Awalnya dia masih ragu, tetapi keraguannya berubah menjadi senyum bahagia saat dia mengucapkan kata-kata itu. Karena dia tahu bahwa kata-kata yang akan dia ucapkan pasti akan membuat Yun Che melompat kegirangan.
“Kau ternyata masih merahasiakan sesuatu dariku?” Mata Yun Che membelalak lebar, ekspresi tidak puas terpancar di wajahnya. Ia mengulurkan kedua tangannya untuk memegang wajah Shui Meiyin, “Cepat beritahu aku! Cepat beritahu aku!”

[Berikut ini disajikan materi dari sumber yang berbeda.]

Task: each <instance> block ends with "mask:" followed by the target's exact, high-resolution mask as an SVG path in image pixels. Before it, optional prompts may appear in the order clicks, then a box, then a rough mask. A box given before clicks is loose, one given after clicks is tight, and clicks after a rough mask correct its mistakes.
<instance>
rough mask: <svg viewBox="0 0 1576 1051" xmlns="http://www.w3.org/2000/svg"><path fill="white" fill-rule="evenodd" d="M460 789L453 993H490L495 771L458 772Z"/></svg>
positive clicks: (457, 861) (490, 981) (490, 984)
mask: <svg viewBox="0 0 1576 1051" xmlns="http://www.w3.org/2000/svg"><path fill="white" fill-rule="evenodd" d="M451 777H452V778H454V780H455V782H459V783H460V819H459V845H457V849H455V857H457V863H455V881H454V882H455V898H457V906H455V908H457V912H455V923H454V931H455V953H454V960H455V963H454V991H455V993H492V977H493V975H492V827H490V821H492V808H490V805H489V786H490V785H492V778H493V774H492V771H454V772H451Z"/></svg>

“Wuuu… Kalau begitu, Kakak Yun Che, kau harus mempersiapkan hatimu dulu, oke?” Shui Meiyin membiarkan Yun Che mengusap wajahnya sambil tertawa riang.
“Baiklah!” Sekarang setelah dia mendapatkan kembali Bintang Kutub Biru dan menangis sepuasnya, dia tidak bisa memikirkan berita lain yang bisa mengguncang jiwanya.
Shui Meiyin menarik napas pelan sebelum perlahan menjawab, “Tuanmu… masih hidup.”